The Mission
Year: | 1986 |
Director: | Roland Joffe |
Writer: | Roland Joffe |
Cast: | Robert De Niro, Jeremy Irons, Liam Neeson, Aidan Quinn |

A Jesuit missionary is murdered by the native tribespeople living above a waterfall in the jungle hinterland between Paraguay Brazil.
A priest from the mission, Father Gabriel, climbs the waterfall to investigate and meets the tribespeople, who accept him as their own after some suspicion, letting him establish another mission in their lands, after which the missionaries and natives live together in perfect harmony.
Meanwhile, slavetrader and mercenary Rodrigo (De Niro) is put in jail after killing his own brother in a crime of passion, and it's from there Gabriel encourages him to embrace God and forgive himself, something Rodrigo does so absolutely he joins the church.
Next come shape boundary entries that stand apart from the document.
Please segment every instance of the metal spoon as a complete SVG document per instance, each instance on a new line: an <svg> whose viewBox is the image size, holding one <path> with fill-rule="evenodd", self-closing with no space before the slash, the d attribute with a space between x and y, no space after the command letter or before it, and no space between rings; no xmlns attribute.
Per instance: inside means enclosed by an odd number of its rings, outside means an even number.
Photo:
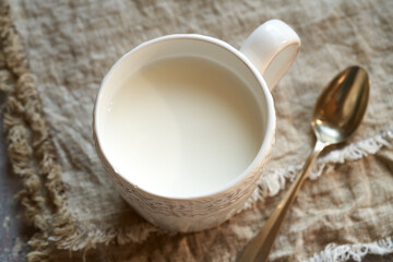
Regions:
<svg viewBox="0 0 393 262"><path fill-rule="evenodd" d="M279 228L299 192L312 163L324 147L344 142L361 122L369 97L369 78L365 69L349 67L323 90L312 112L311 127L317 141L303 171L297 176L285 198L258 235L246 246L237 261L267 261Z"/></svg>

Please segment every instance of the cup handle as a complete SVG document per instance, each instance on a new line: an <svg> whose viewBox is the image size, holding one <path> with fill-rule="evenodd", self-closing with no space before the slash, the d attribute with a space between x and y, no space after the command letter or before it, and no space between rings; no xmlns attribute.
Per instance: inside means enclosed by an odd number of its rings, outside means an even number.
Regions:
<svg viewBox="0 0 393 262"><path fill-rule="evenodd" d="M300 49L300 38L286 23L270 20L247 38L240 51L255 66L270 91L290 68Z"/></svg>

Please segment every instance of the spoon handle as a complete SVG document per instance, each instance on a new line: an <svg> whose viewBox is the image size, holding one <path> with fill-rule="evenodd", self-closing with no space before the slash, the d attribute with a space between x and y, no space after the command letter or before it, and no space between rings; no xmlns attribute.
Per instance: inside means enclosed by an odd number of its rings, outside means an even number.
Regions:
<svg viewBox="0 0 393 262"><path fill-rule="evenodd" d="M267 261L270 251L278 236L279 228L307 177L307 172L317 156L326 145L327 144L317 140L314 148L308 157L301 175L296 177L296 180L290 186L285 198L279 202L258 235L246 246L245 250L237 258L238 262Z"/></svg>

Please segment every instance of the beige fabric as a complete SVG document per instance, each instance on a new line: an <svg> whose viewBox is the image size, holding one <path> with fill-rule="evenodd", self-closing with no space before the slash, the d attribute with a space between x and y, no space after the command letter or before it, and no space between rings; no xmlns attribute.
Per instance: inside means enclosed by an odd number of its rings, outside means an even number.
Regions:
<svg viewBox="0 0 393 262"><path fill-rule="evenodd" d="M50 242L48 252L98 246L87 253L92 260L234 259L278 203L286 178L299 171L309 154L309 119L321 88L350 64L365 67L372 82L361 129L350 144L320 159L312 176L322 170L323 176L305 184L271 258L303 260L331 242L370 242L393 235L393 157L392 151L380 151L393 147L392 1L16 0L11 10L36 76L61 180L68 184L58 189L66 196L55 202L61 207L55 211L50 193L43 192L47 202L41 218L48 226L39 228L45 231L40 238ZM121 55L144 40L199 33L238 48L252 29L273 17L291 25L302 47L273 92L276 146L260 188L246 206L250 209L224 225L169 237L135 215L105 177L91 135L100 81Z"/></svg>

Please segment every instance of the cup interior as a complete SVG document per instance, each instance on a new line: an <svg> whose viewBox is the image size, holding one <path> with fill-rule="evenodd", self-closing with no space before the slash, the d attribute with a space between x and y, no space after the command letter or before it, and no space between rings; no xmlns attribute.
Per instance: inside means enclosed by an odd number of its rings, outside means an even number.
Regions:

The scene of him dragging the net full of metal up the mountains for penance is heartbreaking and powerful.
Trouble brews in Europe, however, as the Spanish and Portugese conquistadors start to carve up the lands of South America for colonisation, and after a senior priest surveys the missions of the area, he virtually starts a war by decreeing the mission closed down and the tribespeople disbanded.
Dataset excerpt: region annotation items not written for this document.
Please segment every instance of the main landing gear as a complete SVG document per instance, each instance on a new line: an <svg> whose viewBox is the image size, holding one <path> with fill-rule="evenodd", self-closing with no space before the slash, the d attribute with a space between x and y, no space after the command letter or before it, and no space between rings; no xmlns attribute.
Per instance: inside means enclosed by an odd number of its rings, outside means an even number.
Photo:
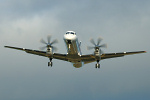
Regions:
<svg viewBox="0 0 150 100"><path fill-rule="evenodd" d="M52 67L52 66L53 66L52 58L50 58L49 60L50 60L50 62L48 62L48 67L49 67L49 66Z"/></svg>
<svg viewBox="0 0 150 100"><path fill-rule="evenodd" d="M100 68L99 60L97 60L97 64L95 64L95 68Z"/></svg>

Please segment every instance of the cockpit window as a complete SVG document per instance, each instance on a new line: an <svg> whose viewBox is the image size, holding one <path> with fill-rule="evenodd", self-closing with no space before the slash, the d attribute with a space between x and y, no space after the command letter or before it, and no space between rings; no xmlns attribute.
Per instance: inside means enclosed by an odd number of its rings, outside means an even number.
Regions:
<svg viewBox="0 0 150 100"><path fill-rule="evenodd" d="M73 35L74 35L74 33L73 33L73 32L71 32L71 34L73 34Z"/></svg>
<svg viewBox="0 0 150 100"><path fill-rule="evenodd" d="M66 34L73 34L73 35L76 35L75 32L67 32Z"/></svg>

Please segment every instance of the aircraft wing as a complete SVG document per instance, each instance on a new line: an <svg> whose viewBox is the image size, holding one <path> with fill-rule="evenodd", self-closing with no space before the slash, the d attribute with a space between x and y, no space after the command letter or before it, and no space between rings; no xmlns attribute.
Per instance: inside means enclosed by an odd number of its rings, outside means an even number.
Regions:
<svg viewBox="0 0 150 100"><path fill-rule="evenodd" d="M101 55L101 60L103 59L109 59L109 58L116 58L116 57L123 57L125 55L132 55L132 54L139 54L139 53L146 53L146 51L134 51L134 52L120 52L120 53L104 53ZM95 55L82 55L81 56L82 61L87 64L91 62L95 62Z"/></svg>
<svg viewBox="0 0 150 100"><path fill-rule="evenodd" d="M101 60L109 59L109 58L116 58L116 57L123 57L125 55L133 55L139 53L146 53L146 51L134 51L134 52L120 52L120 53L104 53L101 55Z"/></svg>
<svg viewBox="0 0 150 100"><path fill-rule="evenodd" d="M34 55L38 55L38 56L49 57L49 55L45 51L31 50L31 49L11 47L11 46L5 46L5 47L6 48L11 48L11 49L16 49L16 50L22 50L22 51L25 51L26 53L30 53L30 54L34 54ZM66 59L66 54L54 53L53 58L68 61Z"/></svg>
<svg viewBox="0 0 150 100"><path fill-rule="evenodd" d="M22 50L22 51L25 51L26 53L30 53L30 54L34 54L34 55L48 57L45 51L31 50L31 49L11 47L11 46L5 46L5 47L6 48L11 48L11 49L16 49L16 50Z"/></svg>

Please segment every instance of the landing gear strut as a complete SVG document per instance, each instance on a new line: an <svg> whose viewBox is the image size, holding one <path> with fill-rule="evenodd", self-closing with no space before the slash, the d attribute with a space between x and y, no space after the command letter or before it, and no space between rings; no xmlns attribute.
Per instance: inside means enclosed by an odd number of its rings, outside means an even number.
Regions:
<svg viewBox="0 0 150 100"><path fill-rule="evenodd" d="M99 60L97 60L97 64L95 64L95 68L100 68Z"/></svg>
<svg viewBox="0 0 150 100"><path fill-rule="evenodd" d="M53 66L52 58L50 58L49 60L50 60L50 62L48 62L48 67L49 67L49 66L52 67L52 66Z"/></svg>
The Jesuits, led by Rodrigo and an idealistic young priest (a very young Liam Neeson), stage defensive measures – Rodrigo drawing on his violent past and rallying many of the natives behind him.
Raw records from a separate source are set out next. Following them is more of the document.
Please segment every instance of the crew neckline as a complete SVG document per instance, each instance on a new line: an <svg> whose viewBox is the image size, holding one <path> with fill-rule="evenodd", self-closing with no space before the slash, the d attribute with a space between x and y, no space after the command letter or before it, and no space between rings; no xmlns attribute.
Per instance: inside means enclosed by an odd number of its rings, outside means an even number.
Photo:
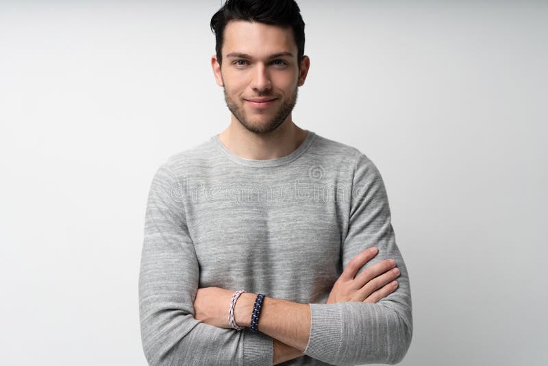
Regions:
<svg viewBox="0 0 548 366"><path fill-rule="evenodd" d="M215 136L212 136L211 139L215 143L215 146L218 148L218 149L226 157L227 157L231 160L240 164L241 165L245 165L247 167L279 167L279 165L283 165L284 164L287 164L290 162L297 158L299 158L302 154L306 151L306 149L310 146L312 141L314 141L314 138L316 136L316 134L312 131L310 131L308 130L305 130L306 131L306 138L305 138L304 141L303 141L299 147L293 150L291 153L288 155L286 155L285 156L282 156L281 158L277 158L275 159L264 159L264 160L255 160L255 159L245 159L237 155L235 155L230 152L230 151L227 149L227 147L223 144L219 138L219 134L217 134Z"/></svg>

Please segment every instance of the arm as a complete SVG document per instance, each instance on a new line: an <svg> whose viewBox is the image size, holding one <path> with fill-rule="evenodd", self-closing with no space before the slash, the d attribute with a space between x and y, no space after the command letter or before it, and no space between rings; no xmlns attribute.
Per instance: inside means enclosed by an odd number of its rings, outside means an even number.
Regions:
<svg viewBox="0 0 548 366"><path fill-rule="evenodd" d="M327 363L394 364L403 358L412 337L409 277L396 245L388 197L379 171L360 153L354 171L348 231L342 243L343 267L366 247L377 247L378 255L358 274L376 263L393 258L401 273L399 288L377 303L307 305L266 297L258 329ZM242 317L236 319L238 325L249 326L255 295L242 294L236 303Z"/></svg>
<svg viewBox="0 0 548 366"><path fill-rule="evenodd" d="M171 194L176 184L176 177L162 165L153 179L147 204L138 283L147 360L153 366L271 365L271 338L194 318L199 266L184 207Z"/></svg>
<svg viewBox="0 0 548 366"><path fill-rule="evenodd" d="M282 343L277 339L274 339L273 365L277 365L283 362L288 361L289 360L298 358L302 356L304 356L304 354L297 348Z"/></svg>
<svg viewBox="0 0 548 366"><path fill-rule="evenodd" d="M395 364L403 358L412 337L409 276L396 245L381 174L360 151L356 161L348 231L342 240L343 268L360 252L375 246L378 254L358 274L395 259L399 286L377 303L310 304L312 328L304 353L334 365Z"/></svg>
As it's based on a true story, you might know how it ends, but despite the absence of a happy ending, the film has everything going for it. The sweeping, lush and haunting photography is perfectly accompanied by Ennio Morricone's score, and it features two performers at their peak of their abilities under Joffe's eye, one with a very keen sense of the flavour movie he was making, and which he did to the letter.